Because social partnership structures are inclined by their nature to undermine parliaments, I am instinctively sceptical of them. That said a pragmatic case can be made for them if they prove to be effective.

Looking at other countries is always instructive when considering matters such as these. The classic case is Austria, as it has one of the most extensive social partnership arrangements in the world.

There are many critics of social partnership in Austria, including those who say that it has given some interest groups huge and unaccountable power while locking others out of the process altogether. The rise of extremist parties in Austria over more than two decades is, in large part, linked to their tapping into discontent among the excluded. But advocates point to its apparent effectiveness - never in more than 50 years has Austrian unemployment risen above 6pc. This is a truly astonishing and unique record, and one which has trumped all concerns about social partnership's democratic legitimacy.

Austria's extraordinary success at keeping unemployment low and stable is to a considerable degree because of the capacity of the social partners - notably employers and trade unions - to agree a shared analysis of how the economy should be managed and then ensure that their members do what is needed to implement what they agree.

By contrast, Ireland's social partnership never generated any deep agreement on economic management issues, as its collapse within a very short time of the crash demonstrated. Such a fair-weather arrangement is worse than useless, as it delivers all the downsides of partnership (give-aways to insiders) and none of the upsides (being able to manage crises more effectively).

There is no reason to believe that the main interest groups have developed a shared analysis of how the economy should be managed or that business and trade unions have recently generated the internal cohesion to persuade their respective memberships to do things that they instinctively oppose.
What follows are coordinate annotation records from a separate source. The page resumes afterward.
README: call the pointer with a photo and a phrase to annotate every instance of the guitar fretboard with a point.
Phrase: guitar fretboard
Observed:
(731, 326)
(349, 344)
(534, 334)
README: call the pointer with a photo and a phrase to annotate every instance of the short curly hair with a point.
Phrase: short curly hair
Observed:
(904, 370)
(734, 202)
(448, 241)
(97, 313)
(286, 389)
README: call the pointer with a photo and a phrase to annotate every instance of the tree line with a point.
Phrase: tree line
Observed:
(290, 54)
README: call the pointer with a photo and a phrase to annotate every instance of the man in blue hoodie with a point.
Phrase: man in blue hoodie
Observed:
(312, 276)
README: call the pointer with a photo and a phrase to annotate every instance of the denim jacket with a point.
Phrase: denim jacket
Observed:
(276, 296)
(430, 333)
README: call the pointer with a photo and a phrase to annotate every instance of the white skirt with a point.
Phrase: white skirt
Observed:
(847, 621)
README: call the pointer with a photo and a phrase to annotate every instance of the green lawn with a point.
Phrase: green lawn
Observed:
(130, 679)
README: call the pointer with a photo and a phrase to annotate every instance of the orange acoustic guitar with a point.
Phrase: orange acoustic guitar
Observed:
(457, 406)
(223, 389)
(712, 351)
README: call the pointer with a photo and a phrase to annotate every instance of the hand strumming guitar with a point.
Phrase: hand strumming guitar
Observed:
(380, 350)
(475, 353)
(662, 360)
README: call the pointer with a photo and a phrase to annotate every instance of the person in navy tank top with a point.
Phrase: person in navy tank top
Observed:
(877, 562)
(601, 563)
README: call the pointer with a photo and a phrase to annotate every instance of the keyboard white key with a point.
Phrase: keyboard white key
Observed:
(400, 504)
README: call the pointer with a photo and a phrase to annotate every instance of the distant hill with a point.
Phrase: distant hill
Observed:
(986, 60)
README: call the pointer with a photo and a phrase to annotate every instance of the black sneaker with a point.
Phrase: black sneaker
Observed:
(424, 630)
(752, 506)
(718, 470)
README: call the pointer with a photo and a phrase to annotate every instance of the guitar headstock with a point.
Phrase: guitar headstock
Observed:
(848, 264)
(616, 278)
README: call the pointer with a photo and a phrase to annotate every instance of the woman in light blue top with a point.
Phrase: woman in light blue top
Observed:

Given all this, the case for a "national economic dialogue" is very weak. If such a dialogue were to include public sector pay issues, there are rock-solid reasons to oppose it tooth and nail.

Among the most damaging aspects of partnership up to 2008 was the manner in which public sector trade unions were allowed to grab an ever-greater share of the national pie.

Over the years of the bubble from 2002, the public sector pay bill rose from €11.7bn annually to over €20bn. That increase was far ahead of the increase in either the size of the economy or total government revenue.

Not only did the public sector take for itself a much larger share of public resources, it did so despite a large chunk of those resources being transitory as they came from the property bubble.

It cannot be stressed enough that while public sector workers have taken pay cuts since the crash, they have hung on to most of their bubble-era gains - the public pay bill in 2014 was still more than 50pc higher than when the bubble began in 2002.

The still-bloated size of the pay bill can be seen best when we compare it with the rest of Europe. In 2012 (the last year for which comparable figures are available) Ireland's bill stood at 11.5pc of GDP. As a share of GNP, often considered a better measure of the real size of the Irish economy, it stood at 14.1pc. That was the sixth-highest level among the 28 members of the EU.

The size of pay increases up to 2008 were utterly without justification. "Restoring" them now, as unions are seeking, is unjustifiable given the perilous state of the public finances and the spending pressures generated by population growth. To give already well-paid public servants more money would be grossly inequitable and an inefficient use of very scarce resources. It should be resisted.